The report by the African Private Capital Association (AVCA), revealed that the decrease in funding towards venture capital in the region, during the first nine months of 2023 led to a 50 per cent and 59 per cent decrease in the total deal volume and total deal value respectively over the same period in 2022.
The report added that the slowdown in West Africa is a direct consequence of the decline in venture capital investments, which has historically driven deal activity in the region.
In African region, the report revealed that, the number of venture capital deals in the continent also shrank by 36 per cent in Q3 2023 compared to the same period in 2022.
In terms of the value of investments, the report showed that African-focused fund managers generated $1.2 billion in deal value during the third quarter of 2023, which was a 16 per cent drop from the same period last year.
Contrary to the first two quarters of the year where venture capital drove down the value of investments, the report observed that the third quarter was mainly impacted by the absence of large private debt deals (deals sized above $100m).
This type of deal dominated private debt investments in Q3 2022 totaling $425 million, and accounting for 73 per cent of private debt deal values and 30 per cent of private capital deal values.
AVCA, in a statement, explained that the environment of high-interest rates and deteriorating growth continues to swirl through African markets, and it is weighing on companies’ free cash flows which is of concern to all equity and debt investors.
For instance, the company explained that Africa’s private debt deal value has decreased substantially, going from $580 million in Q3 2022 to $38 million in Q3 2023, further exhibiting the challenges faced by the asset class.
“However, it should be noted that although the number of private debt deals dipped in Q3 2023 to its lowest quarterly rate since Q1 2022, the demand for private debt since the beginning of the year stayed relatively stable (25 deals in 2023 YTD compared to 27 deals in the same period last year),” it added.
The report further stated that fund managers have remained cautious since the beginning of the year, evidenced by the decline in the total deal value across all ticket sizes, adding that both deals sized below $100 million and above recorded a significant drop in the total deal value in the first nine months of 2023, compared to the year 2022.
“Both deals below $100 million and above $100 million respectively collapsed by 49 per cent and 63 per cent.

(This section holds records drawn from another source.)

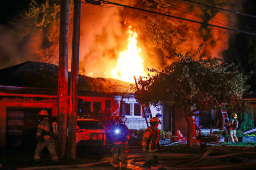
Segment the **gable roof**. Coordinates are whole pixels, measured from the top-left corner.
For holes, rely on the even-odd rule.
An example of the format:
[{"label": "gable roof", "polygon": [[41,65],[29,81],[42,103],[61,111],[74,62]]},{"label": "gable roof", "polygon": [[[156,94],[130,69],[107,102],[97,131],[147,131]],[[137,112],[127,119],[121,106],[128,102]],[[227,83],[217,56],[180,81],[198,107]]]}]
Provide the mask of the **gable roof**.
[{"label": "gable roof", "polygon": [[[28,61],[0,70],[0,85],[43,89],[58,88],[58,66]],[[68,72],[69,87],[70,73]],[[79,75],[79,91],[105,94],[133,93],[131,83],[111,78]]]}]

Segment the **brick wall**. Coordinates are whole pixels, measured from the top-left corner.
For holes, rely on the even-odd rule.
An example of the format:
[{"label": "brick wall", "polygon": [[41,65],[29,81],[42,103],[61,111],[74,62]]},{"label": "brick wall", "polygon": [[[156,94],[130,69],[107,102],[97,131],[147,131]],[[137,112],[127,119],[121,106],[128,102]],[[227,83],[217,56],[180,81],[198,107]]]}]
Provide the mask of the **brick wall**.
[{"label": "brick wall", "polygon": [[[183,136],[187,136],[188,133],[188,126],[187,121],[185,119],[185,113],[180,108],[175,108],[174,109],[175,114],[175,131],[180,130]],[[177,134],[176,134],[177,136]]]},{"label": "brick wall", "polygon": [[0,148],[6,145],[6,110],[7,108],[49,108],[57,116],[57,99],[23,97],[4,97],[0,99]]},{"label": "brick wall", "polygon": [[[147,128],[147,124],[144,118],[134,118],[128,117],[122,119],[124,122],[125,119],[127,118],[125,122],[125,125],[130,129],[146,129]],[[162,122],[162,118],[158,118],[159,120]],[[148,122],[149,121],[150,119],[148,118]],[[148,126],[150,126],[148,123]],[[162,129],[162,125],[158,125],[158,129]]]}]

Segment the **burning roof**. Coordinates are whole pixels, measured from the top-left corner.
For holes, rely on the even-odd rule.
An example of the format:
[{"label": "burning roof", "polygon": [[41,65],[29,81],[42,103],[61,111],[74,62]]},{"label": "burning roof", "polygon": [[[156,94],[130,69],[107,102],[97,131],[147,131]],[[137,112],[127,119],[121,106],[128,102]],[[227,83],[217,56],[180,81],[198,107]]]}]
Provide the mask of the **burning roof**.
[{"label": "burning roof", "polygon": [[[28,61],[0,70],[0,85],[58,88],[58,67],[43,62]],[[68,73],[70,84],[70,73]],[[105,94],[131,93],[135,91],[130,82],[111,78],[79,75],[79,91]]]}]

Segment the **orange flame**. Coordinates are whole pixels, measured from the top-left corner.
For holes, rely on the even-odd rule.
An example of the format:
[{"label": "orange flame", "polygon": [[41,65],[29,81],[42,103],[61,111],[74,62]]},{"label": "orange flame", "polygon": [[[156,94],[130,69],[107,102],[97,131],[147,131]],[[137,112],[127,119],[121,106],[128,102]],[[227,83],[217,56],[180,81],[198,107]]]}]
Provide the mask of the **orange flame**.
[{"label": "orange flame", "polygon": [[116,67],[111,71],[111,78],[134,82],[134,76],[145,76],[143,60],[140,55],[141,49],[137,47],[137,33],[129,27],[127,48],[119,53]]}]

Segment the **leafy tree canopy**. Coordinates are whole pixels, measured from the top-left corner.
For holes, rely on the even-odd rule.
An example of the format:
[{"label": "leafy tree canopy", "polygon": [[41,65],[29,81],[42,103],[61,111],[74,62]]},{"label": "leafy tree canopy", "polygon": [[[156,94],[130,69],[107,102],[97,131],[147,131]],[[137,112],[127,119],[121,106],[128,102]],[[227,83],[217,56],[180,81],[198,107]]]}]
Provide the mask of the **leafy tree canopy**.
[{"label": "leafy tree canopy", "polygon": [[148,69],[153,74],[141,82],[145,90],[135,93],[140,103],[182,108],[188,121],[189,146],[192,146],[195,112],[223,107],[244,109],[246,103],[242,95],[249,87],[245,84],[248,77],[232,65],[221,64],[221,60],[217,58],[197,57],[202,46],[194,55],[187,52],[163,56],[170,64],[163,63],[162,70]]},{"label": "leafy tree canopy", "polygon": [[202,46],[194,55],[163,56],[171,60],[171,64],[164,63],[162,70],[148,69],[154,74],[143,81],[146,90],[136,93],[138,101],[187,109],[192,106],[198,110],[230,105],[240,108],[242,95],[249,88],[245,84],[248,77],[232,68],[232,65],[221,64],[221,59],[196,57]]}]

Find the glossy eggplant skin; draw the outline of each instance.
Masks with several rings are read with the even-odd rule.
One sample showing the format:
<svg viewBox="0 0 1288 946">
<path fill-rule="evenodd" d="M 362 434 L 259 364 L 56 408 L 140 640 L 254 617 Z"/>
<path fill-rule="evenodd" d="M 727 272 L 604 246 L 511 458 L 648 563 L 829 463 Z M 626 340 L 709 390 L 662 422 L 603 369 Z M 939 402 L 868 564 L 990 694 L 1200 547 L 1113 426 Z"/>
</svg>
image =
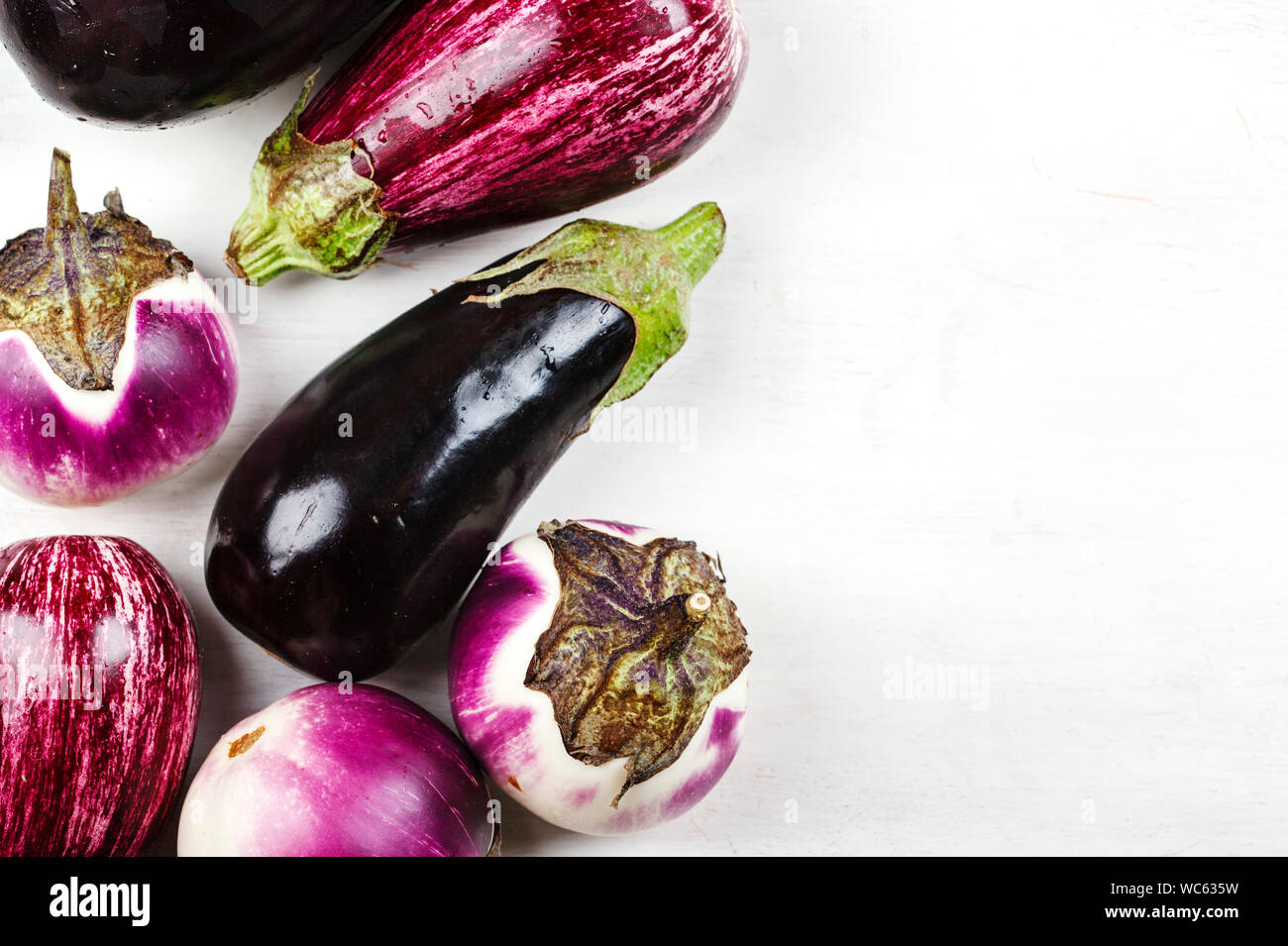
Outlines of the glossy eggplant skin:
<svg viewBox="0 0 1288 946">
<path fill-rule="evenodd" d="M 403 314 L 250 445 L 206 543 L 206 586 L 238 629 L 316 677 L 361 680 L 450 614 L 635 346 L 634 319 L 581 292 L 465 301 L 527 272 Z"/>
<path fill-rule="evenodd" d="M 4 0 L 0 39 L 46 102 L 100 122 L 169 125 L 267 91 L 386 6 L 389 0 Z"/>
</svg>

This occurs for different reasons. Venture capital has influenced activity levels of deals below $100 million due to the retreat in seed and early-stage investments, in particular on deals below $10 million and those comprised between $50 million and $99 million.
“On the other side of the spectrum, the sharp decline in deals above $100 million was mainly the result of the absence of large private debt deals, which were concentrated on smaller deals below $50 million. It is also worth noting that the absence of upper-middle market private equity deals ($250mn+) and the decrease in private equity deals sized between $100 million and $250 million, contributed to the decline of deals above $100 million to a lesser extent,” it further explained.